L’interminabile lavoro di montaggio (Orson Welles aveva lasciato una quarantina di minuti, finiti il resto è opera di Bob Murawski) e le infinite peripezie dopo la morte di Welles (parte del film era finanziato da un cugino dello Scià di Persia che l’arrivo di Khomeini bloccò) sono raccontate dal documentario They I’ll Love Me When I’m Died (anche lui visto alla Mostra e distribuito da Netflix il prossimo 2 novembre, come il film di Welles). Ma dar troppa enfasi all’odissea produttiva rischia di distrarre dal senso profondo del film che stimola una doppia riflessione: sulla fine di un certo tipo di cinema messo in discussione dai campioni della «modernità» (se il suo Hannaford è la versione cinematografica di un «vecchio» personaggio hemingwayano, era inevitabile che Welles se la prendesse con i campioni del «nuovo», i registi della Nouvelle Vague, il «mangiaspaghetti» Bertolucci, Antonioni, di cui «rifà» una scena di Zabriskie Point) e poi – seconda riflessione – il modo in cui quella crisi poteva essere raccontata. Sono gli spunti oggi più interessanti, come il complicato rapporto tra Hannaford e il suo allievo prediletto (interpretato da Bogdanovich), l’ambiguo legame tra il regista e i suoi attori, il suo troppo sbandierato machismo (nel film dentro il film, Oja Kodar, allora musa e collaboratrice del regista, è spesso ostentatamente nuda), ma anche l’insensatezza di certe curiosità, le riflessioni della montatrice (affidata una grande attrice di Orson Welles, Mercedes McCambridge), il destino dei luoghi di proiezione.

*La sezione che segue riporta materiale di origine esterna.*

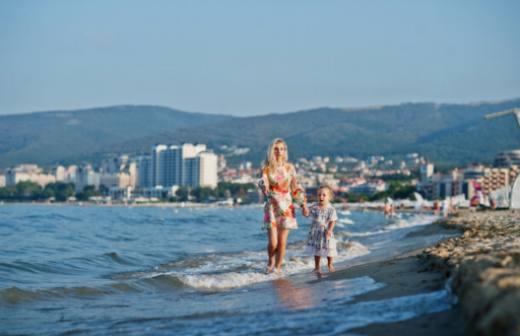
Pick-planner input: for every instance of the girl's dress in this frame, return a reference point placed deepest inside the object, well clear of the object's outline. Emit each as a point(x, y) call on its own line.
point(282, 192)
point(317, 243)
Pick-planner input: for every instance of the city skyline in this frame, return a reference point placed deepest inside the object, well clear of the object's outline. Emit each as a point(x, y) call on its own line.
point(263, 57)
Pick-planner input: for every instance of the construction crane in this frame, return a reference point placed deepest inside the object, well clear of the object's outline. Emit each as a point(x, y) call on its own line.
point(514, 198)
point(515, 111)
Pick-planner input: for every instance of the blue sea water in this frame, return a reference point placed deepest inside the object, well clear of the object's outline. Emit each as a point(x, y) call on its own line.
point(92, 270)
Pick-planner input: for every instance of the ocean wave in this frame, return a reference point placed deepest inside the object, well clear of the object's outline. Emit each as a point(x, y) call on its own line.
point(231, 270)
point(15, 295)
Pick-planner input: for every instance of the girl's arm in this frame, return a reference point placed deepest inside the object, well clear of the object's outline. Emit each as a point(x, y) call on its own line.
point(332, 222)
point(297, 192)
point(330, 229)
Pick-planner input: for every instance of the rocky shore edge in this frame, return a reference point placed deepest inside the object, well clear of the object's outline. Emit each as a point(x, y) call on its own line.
point(484, 266)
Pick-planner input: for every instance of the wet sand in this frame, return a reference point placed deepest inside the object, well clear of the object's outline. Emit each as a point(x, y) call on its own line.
point(406, 275)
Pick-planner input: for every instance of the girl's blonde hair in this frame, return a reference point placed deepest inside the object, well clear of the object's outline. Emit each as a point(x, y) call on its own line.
point(329, 190)
point(270, 158)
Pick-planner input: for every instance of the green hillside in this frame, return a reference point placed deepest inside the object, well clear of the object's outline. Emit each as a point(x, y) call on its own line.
point(445, 133)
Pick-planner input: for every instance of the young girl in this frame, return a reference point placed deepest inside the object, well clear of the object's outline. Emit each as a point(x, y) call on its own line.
point(321, 241)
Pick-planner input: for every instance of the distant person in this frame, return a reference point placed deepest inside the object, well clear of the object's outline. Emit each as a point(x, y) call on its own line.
point(436, 207)
point(281, 190)
point(320, 240)
point(446, 207)
point(386, 209)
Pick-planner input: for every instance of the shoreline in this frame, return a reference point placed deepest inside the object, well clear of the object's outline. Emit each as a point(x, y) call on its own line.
point(404, 275)
point(484, 264)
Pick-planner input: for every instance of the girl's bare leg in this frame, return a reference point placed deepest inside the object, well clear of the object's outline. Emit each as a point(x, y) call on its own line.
point(317, 260)
point(280, 252)
point(272, 236)
point(329, 264)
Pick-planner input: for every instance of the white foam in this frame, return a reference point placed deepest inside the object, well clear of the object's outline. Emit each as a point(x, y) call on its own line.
point(204, 277)
point(345, 220)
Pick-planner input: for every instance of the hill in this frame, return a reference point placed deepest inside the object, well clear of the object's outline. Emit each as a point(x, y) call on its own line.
point(445, 133)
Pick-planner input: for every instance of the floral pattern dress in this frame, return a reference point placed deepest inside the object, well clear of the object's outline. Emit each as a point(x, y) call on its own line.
point(281, 191)
point(317, 243)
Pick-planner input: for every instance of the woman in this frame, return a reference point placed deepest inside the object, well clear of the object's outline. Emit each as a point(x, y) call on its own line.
point(281, 191)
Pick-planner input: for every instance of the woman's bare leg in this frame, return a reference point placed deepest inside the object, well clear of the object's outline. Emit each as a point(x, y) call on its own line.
point(272, 236)
point(329, 264)
point(280, 252)
point(317, 260)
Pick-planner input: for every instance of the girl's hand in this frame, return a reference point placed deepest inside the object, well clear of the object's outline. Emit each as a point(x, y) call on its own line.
point(329, 233)
point(305, 211)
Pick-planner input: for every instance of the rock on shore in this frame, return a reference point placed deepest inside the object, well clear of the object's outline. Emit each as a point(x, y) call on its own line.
point(484, 263)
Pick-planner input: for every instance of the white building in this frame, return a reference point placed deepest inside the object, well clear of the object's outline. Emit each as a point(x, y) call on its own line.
point(185, 165)
point(86, 176)
point(28, 172)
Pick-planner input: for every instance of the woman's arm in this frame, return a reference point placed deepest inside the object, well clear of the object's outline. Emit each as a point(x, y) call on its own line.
point(297, 192)
point(263, 182)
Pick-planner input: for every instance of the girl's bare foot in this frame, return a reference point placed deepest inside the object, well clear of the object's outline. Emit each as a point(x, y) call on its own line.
point(269, 268)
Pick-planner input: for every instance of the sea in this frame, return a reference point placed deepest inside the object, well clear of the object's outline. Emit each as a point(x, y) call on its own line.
point(118, 270)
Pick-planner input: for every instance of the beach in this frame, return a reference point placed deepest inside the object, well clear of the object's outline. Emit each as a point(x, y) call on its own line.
point(484, 265)
point(406, 275)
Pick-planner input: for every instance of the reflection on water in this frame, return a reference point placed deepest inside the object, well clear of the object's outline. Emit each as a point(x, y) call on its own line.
point(294, 297)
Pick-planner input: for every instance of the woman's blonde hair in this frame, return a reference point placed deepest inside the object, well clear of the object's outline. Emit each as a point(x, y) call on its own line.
point(270, 159)
point(329, 190)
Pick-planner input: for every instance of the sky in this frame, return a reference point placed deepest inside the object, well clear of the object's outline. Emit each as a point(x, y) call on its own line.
point(248, 58)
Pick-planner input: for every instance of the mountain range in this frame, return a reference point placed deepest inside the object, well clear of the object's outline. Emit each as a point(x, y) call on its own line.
point(450, 134)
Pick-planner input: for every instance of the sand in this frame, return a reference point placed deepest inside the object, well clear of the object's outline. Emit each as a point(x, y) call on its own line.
point(405, 275)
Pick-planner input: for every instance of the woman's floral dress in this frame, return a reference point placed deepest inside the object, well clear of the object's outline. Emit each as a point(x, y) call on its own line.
point(317, 243)
point(281, 191)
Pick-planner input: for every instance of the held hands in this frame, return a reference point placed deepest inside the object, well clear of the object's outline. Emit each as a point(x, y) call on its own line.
point(329, 233)
point(305, 210)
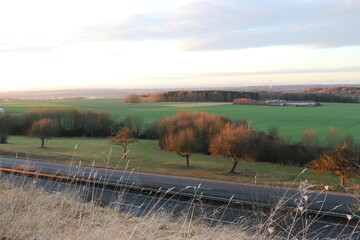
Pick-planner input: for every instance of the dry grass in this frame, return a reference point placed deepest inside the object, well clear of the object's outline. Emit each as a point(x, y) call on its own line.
point(30, 213)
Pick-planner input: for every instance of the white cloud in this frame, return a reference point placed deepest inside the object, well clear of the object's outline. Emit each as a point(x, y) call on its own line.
point(237, 24)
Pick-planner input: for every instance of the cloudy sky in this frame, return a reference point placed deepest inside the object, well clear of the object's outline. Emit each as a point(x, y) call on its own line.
point(177, 43)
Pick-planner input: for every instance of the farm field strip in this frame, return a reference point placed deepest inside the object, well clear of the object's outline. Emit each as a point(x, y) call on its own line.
point(145, 156)
point(290, 120)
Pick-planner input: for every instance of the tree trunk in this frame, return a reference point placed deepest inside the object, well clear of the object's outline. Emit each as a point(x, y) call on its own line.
point(124, 151)
point(235, 161)
point(342, 180)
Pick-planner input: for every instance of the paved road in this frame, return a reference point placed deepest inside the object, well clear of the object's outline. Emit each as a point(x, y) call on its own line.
point(325, 201)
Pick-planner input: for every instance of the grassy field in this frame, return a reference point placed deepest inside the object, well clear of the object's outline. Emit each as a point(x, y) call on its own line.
point(145, 156)
point(290, 120)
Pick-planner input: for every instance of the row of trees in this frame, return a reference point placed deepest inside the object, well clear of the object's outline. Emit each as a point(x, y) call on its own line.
point(193, 96)
point(229, 96)
point(198, 132)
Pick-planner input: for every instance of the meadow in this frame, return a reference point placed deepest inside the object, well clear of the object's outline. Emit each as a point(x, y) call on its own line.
point(292, 121)
point(145, 156)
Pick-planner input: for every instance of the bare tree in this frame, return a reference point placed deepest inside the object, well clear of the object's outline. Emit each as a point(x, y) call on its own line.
point(340, 161)
point(233, 142)
point(123, 139)
point(183, 143)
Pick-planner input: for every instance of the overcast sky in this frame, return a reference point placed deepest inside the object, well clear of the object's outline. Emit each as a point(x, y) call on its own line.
point(177, 43)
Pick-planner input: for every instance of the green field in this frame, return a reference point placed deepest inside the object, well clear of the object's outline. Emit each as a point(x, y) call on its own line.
point(145, 156)
point(344, 117)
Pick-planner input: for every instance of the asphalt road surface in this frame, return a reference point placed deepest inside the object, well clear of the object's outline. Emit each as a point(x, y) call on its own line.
point(324, 201)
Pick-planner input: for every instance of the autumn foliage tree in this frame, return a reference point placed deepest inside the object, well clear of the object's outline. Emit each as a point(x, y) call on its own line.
point(41, 129)
point(340, 161)
point(233, 142)
point(183, 143)
point(5, 122)
point(189, 132)
point(123, 139)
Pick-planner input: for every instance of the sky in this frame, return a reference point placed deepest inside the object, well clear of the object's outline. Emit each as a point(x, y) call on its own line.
point(177, 43)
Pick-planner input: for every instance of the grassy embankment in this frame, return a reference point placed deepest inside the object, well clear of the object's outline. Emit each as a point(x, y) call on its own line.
point(145, 156)
point(30, 213)
point(290, 120)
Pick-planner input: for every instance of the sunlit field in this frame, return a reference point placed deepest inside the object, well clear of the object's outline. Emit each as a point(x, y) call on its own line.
point(290, 120)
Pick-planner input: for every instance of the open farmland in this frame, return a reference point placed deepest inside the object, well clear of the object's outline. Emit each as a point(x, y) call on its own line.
point(291, 120)
point(145, 156)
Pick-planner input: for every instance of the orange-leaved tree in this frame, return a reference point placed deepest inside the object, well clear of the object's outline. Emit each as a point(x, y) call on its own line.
point(189, 132)
point(123, 138)
point(234, 142)
point(184, 143)
point(41, 129)
point(340, 161)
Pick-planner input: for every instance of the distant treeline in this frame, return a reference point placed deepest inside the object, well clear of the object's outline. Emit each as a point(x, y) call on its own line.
point(229, 96)
point(194, 96)
point(319, 97)
point(66, 122)
point(70, 122)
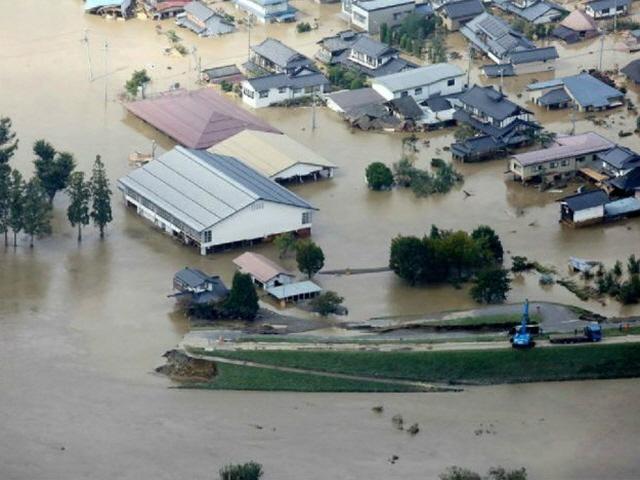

Welles non è mai stato un regista metodico e ordinato, preferiva il «caos fertile» alla freddezza didascalica e questo film, così come l’operazione di Bogdanovich e Netflix che l’ha fatto tornare a vivere, rischia forse di sorprendere gli spettatori più giovani, che non ricordano operazioni simili (e coeve) di Welles, come F For Fake o Filming Othello. Ma proprio per i suoi «eccessi» e le sue «eccentricità» questa può essere l’occasione ideale per riscoprire oggi uno dei più grandi registi di tutti i tempi.